Alternatively, Universal asserts it is entitled to summary judgment on the amount due under the sale agreement, arguing the sale agreement is a negotiable instrument. Even if we were to accept Universal's argument that the sale agreement is a negotiable instrument, Universal is not entitled to summary judgment on the amount due under the sale agreement because its complaint seeks—and the circuit court awarded—a money judgment on the amount due on the promissory notes, not the sale agreement.

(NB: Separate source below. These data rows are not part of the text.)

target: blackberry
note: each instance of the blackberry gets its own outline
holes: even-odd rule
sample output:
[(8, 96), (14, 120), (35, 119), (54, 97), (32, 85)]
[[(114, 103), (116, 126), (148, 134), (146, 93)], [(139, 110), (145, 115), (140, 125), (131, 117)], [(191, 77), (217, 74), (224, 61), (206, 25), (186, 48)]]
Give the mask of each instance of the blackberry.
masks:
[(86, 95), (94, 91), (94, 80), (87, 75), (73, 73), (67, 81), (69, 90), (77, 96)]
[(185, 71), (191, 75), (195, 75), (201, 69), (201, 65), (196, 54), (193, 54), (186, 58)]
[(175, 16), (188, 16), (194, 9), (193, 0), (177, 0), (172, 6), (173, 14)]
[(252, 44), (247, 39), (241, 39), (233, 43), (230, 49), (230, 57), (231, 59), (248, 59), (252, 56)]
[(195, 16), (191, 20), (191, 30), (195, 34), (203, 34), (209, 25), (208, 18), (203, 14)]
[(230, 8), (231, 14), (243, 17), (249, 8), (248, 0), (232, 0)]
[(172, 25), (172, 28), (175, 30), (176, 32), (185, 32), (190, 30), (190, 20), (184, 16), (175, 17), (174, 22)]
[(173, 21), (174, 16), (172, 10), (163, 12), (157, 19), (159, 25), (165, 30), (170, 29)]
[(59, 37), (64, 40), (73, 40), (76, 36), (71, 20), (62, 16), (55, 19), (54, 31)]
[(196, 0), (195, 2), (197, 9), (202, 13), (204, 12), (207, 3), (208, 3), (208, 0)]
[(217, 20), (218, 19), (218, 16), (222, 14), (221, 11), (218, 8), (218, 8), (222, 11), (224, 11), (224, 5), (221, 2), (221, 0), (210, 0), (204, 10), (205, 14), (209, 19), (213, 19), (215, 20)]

¶14 Even if we were to assume the purported copy of the note the circuit court reviewed was sufficiently authenticated, the copy of the note was unsigned. Therefore, the circuit court improperly considered it as a matter of law in determining Stephens was liable under the two notes. See WIS. STAT. § 403.401 (person's signature must appear on instrument before the person is liable on that instrument).
By the Court.—Judgment reversed and cause remanded for further proceedings.
This opinion will not be published. See WIS. STAT. RULE 809.23(1)(b)5.